In 1998, the aboveground biomass of vegetation surrounding each ramet was measured. For woody plants, all stems were counted and measured in a 50 cm radius around each ramet. Biomass of each woody species was calculated according to allometric equations developed at the site for each species of woody plant (D. A. Peltzer, unpublished data). Herbaceous plants were clipped at ground level in a 10 x 50 cm quadrat beside each ramet, dried (70°C, 2 d), and weighed.
Data analysis
Ramet survivorship at the end of each growing season was tested among treatments and their interactions with likelihood ratio chi-square tests using logistic regression (JMP version 3.2, SAS, 1997
). Differences in growth and resource availability between competition and clonal connection treatments were examined using repeated measures ANOVA (Stevens, 1992
; vonEnde, 1993
).

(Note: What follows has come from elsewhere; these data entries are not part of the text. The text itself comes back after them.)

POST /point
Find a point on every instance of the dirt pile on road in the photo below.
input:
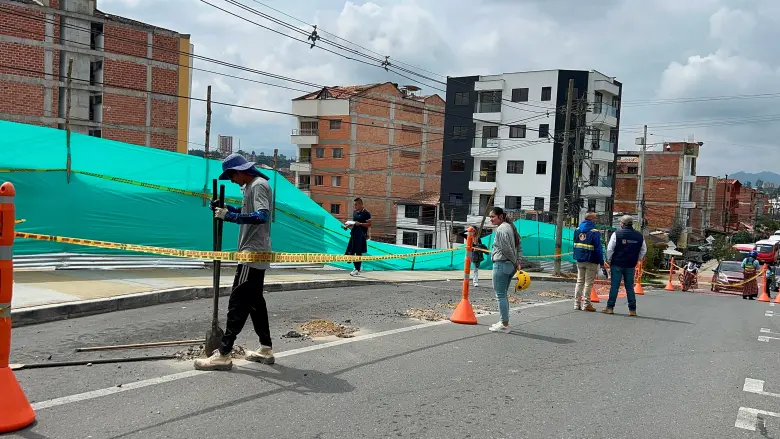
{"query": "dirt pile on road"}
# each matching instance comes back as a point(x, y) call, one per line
point(425, 314)
point(326, 328)
point(554, 294)
point(194, 352)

There were no differences between results from univariate repeated measures ANOVA and MANOVA (Greenhouse-Geisser and Huynh-Feldt adjustments did not affect probability levels because epsilon approached 1 for both methods); only results from MANOVA are presented. Competition and clonal connection were treated as fixed effects, and site was treated as a random factor for this analysis. Log transformations prior to data analysis improved the normality and homoscedasticity of the data (Zar, 1984
). A significant interaction between competition and clonal connection would suggest that physiological integration modifies the effects of competition on Populus growth. A significant three-way interaction among time, competition, and clonal connection would suggest that physiological integration modifies the effects of competition differently between years. Linear regression was used to determine the dependence of growth on neighborhood biomass after log transformation of these variables.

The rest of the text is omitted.